Hydrocephalus is often discovered in infancy and while not all infants with hydrocephalus require surgical intervention, this determination is based on the presence of signs and symptoms of elevated intracranial pressure (ICP). Elevation in ICP can manifest as rapidly increasing or abnormally large head circumference,j a bulging fontanelle, splayed cranial sutures, apneas and bradycardias, developmental delay, or other signs of neurologic dysfunction (1). If elevated ICP is a concern, patients with hydrocephalus are often managed by surgical implantation of a ventriculoperitoneal (VP) shunt, which allows CSF to be diverted from the ventricular system of the brain to the peritoneal cavity (2, 3). VP shunts typically consist of three main components: a proximal ventricular catheter, a flow-regulating valve (programmable or nonprogrammable), and a distal peritoneal catheter (Fig. 46.1) (4).
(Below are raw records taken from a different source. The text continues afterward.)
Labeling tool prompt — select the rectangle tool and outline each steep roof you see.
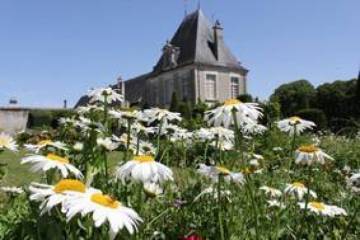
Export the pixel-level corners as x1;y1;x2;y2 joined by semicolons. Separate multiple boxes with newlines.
154;9;245;72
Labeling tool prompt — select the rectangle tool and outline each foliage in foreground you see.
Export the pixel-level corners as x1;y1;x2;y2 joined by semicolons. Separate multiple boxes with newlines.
0;87;360;240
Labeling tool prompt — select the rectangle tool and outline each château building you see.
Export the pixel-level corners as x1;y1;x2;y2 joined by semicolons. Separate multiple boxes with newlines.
77;9;248;107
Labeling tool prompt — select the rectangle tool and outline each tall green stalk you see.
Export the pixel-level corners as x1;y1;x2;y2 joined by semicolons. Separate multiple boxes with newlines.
156;117;164;156
217;174;225;240
124;118;131;162
245;175;260;239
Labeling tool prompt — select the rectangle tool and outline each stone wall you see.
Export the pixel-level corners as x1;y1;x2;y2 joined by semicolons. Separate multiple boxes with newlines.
146;67;196;107
195;68;246;102
0;108;29;134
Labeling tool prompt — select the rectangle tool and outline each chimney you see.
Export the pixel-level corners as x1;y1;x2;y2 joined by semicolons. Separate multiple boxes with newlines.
117;76;125;98
213;20;224;61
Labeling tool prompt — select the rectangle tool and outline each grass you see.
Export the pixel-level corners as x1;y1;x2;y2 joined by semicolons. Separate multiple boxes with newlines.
0;151;123;203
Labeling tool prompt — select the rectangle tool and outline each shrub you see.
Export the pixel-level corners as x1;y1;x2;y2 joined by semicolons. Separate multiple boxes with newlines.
295;108;327;130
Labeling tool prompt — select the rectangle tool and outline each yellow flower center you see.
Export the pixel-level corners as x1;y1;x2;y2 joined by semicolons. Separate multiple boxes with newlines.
309;202;325;211
134;155;155;163
54;179;86;193
298;145;319;153
241;167;256;175
216;166;231;175
289;116;301;125
46;153;69;163
0;138;9;146
224;98;241;106
37;140;54;146
291;182;305;188
90;193;121;209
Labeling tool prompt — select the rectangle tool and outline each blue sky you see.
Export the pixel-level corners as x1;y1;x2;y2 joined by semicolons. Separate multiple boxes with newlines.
0;0;360;107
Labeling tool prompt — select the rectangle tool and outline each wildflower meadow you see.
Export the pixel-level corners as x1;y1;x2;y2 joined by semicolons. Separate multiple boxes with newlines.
0;88;360;240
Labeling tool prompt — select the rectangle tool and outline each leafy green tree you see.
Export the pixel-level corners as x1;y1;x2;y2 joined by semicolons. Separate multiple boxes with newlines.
296;108;327;130
270;80;316;117
169;91;179;112
261;101;281;129
313;79;356;124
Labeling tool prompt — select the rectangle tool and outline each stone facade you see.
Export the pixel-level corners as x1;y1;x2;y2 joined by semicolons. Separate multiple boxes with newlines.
136;65;246;107
76;9;248;107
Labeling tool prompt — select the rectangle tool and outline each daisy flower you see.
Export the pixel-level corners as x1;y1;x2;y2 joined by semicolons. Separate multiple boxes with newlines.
240;122;267;135
295;145;334;166
205;99;262;128
96;137;120;151
193;128;215;142
116;155;173;183
64;193;142;239
87;87;124;104
197;164;245;184
143;108;182;126
266;199;285;209
109;109;146;122
75;104;104;115
0;187;24;195
194;186;231;202
284;182;317;200
134;141;155;155
298;202;347;217
144;182;164;198
21;153;83;178
0;132;18;151
346;173;360;194
277;116;316;135
24;140;67;153
260;186;282;198
73;142;84;152
209;127;235;150
29;179;100;215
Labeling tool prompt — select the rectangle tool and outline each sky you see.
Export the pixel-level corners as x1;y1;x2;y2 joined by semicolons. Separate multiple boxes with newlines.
0;0;360;107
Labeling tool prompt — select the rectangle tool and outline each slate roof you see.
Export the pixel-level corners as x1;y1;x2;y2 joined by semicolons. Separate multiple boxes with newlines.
154;9;246;73
75;9;248;107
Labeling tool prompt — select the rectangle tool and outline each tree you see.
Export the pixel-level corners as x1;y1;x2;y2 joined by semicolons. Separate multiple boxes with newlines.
296;108;327;130
270;80;316;117
169;91;179;112
312;79;356;124
355;71;360;118
261;101;281;129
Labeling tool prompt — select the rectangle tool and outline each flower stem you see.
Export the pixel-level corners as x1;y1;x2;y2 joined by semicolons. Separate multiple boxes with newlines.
156;118;164;156
245;175;259;239
341;198;360;239
124;119;131;162
217;174;225;240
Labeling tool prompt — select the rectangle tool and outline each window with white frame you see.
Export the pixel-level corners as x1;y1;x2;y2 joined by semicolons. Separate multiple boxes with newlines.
205;73;216;100
230;76;240;98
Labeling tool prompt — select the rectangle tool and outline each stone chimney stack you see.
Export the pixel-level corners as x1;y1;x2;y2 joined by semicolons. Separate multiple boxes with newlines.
213;20;224;61
117;76;125;97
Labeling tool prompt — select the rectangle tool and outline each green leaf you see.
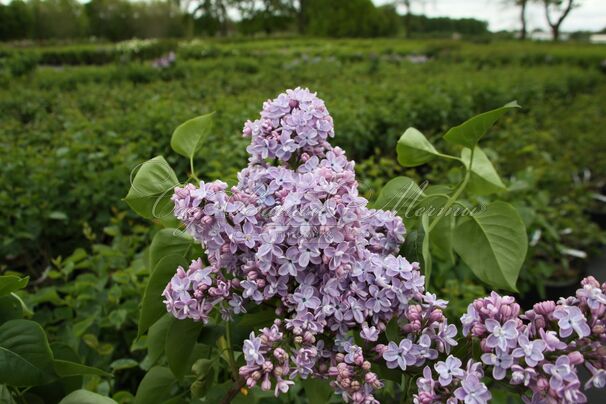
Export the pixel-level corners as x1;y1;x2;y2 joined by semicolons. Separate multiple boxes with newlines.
453;201;528;291
461;146;506;195
444;101;520;149
301;377;334;404
135;366;176;404
421;214;432;285
149;228;194;269
146;313;176;366
53;359;112;377
109;358;139;372
385;317;401;342
422;185;455;265
124;156;179;219
0;320;56;387
396;128;440;167
170;112;215;160
139;255;187;336
372;177;425;217
48;211;68;221
0;295;23;324
59;389;116;404
0;275;29;296
164;319;204;379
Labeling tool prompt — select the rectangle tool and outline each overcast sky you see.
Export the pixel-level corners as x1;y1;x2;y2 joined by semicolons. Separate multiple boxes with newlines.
374;0;606;31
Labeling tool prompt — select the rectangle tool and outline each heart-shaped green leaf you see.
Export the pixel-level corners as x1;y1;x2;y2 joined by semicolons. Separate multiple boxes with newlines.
396;128;440;167
0;320;56;387
0;275;29;296
453;201;528;291
170;112;215;160
164;319;204;379
53;359;111;377
372;177;424;217
59;389;117;404
444;101;520;149
461;146;506;195
149;228;194;269
135;366;176;404
124;156;179;219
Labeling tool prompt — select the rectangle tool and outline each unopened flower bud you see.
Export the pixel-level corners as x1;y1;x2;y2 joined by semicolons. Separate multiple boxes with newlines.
568;351;585;365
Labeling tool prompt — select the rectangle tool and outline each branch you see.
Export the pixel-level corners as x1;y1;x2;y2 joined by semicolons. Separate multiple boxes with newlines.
221;377;245;404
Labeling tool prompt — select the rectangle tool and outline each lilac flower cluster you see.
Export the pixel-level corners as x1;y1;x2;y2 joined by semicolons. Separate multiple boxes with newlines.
240;319;296;396
461;277;606;403
413;355;492;404
243;88;334;162
164;88;456;402
163;88;606;404
151;51;177;70
162;258;239;322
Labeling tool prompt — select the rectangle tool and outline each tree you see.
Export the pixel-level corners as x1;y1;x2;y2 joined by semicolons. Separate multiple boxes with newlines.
543;0;579;41
230;0;295;34
192;0;234;36
395;0;425;36
515;0;528;40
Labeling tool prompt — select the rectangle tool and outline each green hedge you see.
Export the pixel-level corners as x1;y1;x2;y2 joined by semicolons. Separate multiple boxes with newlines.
0;41;604;280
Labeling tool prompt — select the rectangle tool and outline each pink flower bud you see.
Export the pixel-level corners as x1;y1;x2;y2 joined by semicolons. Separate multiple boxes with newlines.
537;377;549;391
532;300;556;318
261;374;271;391
568;351;585;365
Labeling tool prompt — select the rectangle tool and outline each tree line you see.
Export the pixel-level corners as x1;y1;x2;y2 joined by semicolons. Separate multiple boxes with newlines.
0;0;579;41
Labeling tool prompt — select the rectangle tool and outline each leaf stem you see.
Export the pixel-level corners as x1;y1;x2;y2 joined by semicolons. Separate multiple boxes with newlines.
189;156;200;182
225;321;240;382
427;147;476;234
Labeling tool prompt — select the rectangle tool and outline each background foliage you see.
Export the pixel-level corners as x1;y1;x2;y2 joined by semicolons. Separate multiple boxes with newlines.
0;34;606;402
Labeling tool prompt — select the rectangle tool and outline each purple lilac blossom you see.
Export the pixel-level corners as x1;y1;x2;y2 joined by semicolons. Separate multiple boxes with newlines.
163;88;606;404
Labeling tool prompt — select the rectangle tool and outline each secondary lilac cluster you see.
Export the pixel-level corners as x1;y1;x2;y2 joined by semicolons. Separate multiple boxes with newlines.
151;51;177;70
461;277;606;403
162;258;239;322
374;293;458;371
240;319;296;396
413;355;492;404
243;88;334;163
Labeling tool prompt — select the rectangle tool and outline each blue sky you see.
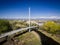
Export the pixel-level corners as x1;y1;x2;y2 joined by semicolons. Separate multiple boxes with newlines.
0;0;60;18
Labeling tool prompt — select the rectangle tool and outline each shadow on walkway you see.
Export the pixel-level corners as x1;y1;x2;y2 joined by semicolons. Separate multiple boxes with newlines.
35;30;60;45
0;30;28;45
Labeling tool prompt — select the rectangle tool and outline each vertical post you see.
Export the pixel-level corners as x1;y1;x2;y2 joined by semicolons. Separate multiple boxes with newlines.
29;7;30;32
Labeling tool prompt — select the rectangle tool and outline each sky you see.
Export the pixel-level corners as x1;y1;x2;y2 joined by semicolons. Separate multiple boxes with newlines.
0;0;60;19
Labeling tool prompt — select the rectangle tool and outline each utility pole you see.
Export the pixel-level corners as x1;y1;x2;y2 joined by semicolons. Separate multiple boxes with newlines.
29;7;31;32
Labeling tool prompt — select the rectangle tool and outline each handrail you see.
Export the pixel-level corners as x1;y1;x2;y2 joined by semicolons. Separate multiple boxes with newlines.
0;26;37;38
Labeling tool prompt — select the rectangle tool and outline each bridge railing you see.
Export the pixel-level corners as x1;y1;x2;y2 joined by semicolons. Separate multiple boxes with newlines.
0;26;37;39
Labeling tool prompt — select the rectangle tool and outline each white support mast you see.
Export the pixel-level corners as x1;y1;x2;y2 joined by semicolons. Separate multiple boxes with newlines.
29;7;30;32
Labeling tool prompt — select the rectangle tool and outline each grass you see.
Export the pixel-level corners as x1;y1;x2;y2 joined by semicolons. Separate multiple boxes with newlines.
38;30;60;43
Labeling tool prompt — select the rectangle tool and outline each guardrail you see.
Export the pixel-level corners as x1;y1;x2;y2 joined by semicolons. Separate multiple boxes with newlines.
0;26;37;38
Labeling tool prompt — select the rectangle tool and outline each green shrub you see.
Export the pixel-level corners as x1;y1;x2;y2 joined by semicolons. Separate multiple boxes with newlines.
0;19;12;34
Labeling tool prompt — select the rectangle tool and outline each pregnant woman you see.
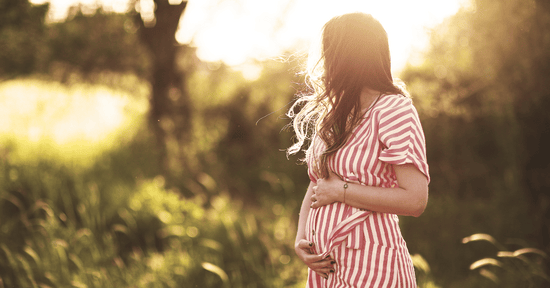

Several types of VP shunts are available and they are implanted in the operating room by a neurosurgeon. While full-term infants with hydrocephalus can undergo VP shunting, preterm neonates are often too small to tolerate a fully functional shunt, so a temporizing device is needed. In these cases, a ventriculosubgaleal shunt (VSGS) is placed, which diverts CSF from the ventricular system into the subgaleal space of the scalp (2, 5). Alternatively, a ventricular access device with a subcutaneous reservoir can be implanted and tapped periodically (see Chapter 57). Once infants reach a sufficient weight, typically 2,000 to 2,500 g, the temporizing device can be replaced with a fully functional VP shunt if CSF diversion is still required.

Certain scenarios may preclude distal shunt insertion into the peritoneum, such as abdominal infection (necrotizing enterocolitis in infants) or a history of multiple prior abdominal surgeries with poor peritoneal fluid reabsorption. In these cases, alternative distal catheter sites can be considered, such as the right atrium of the heart, pleural cavity, and others.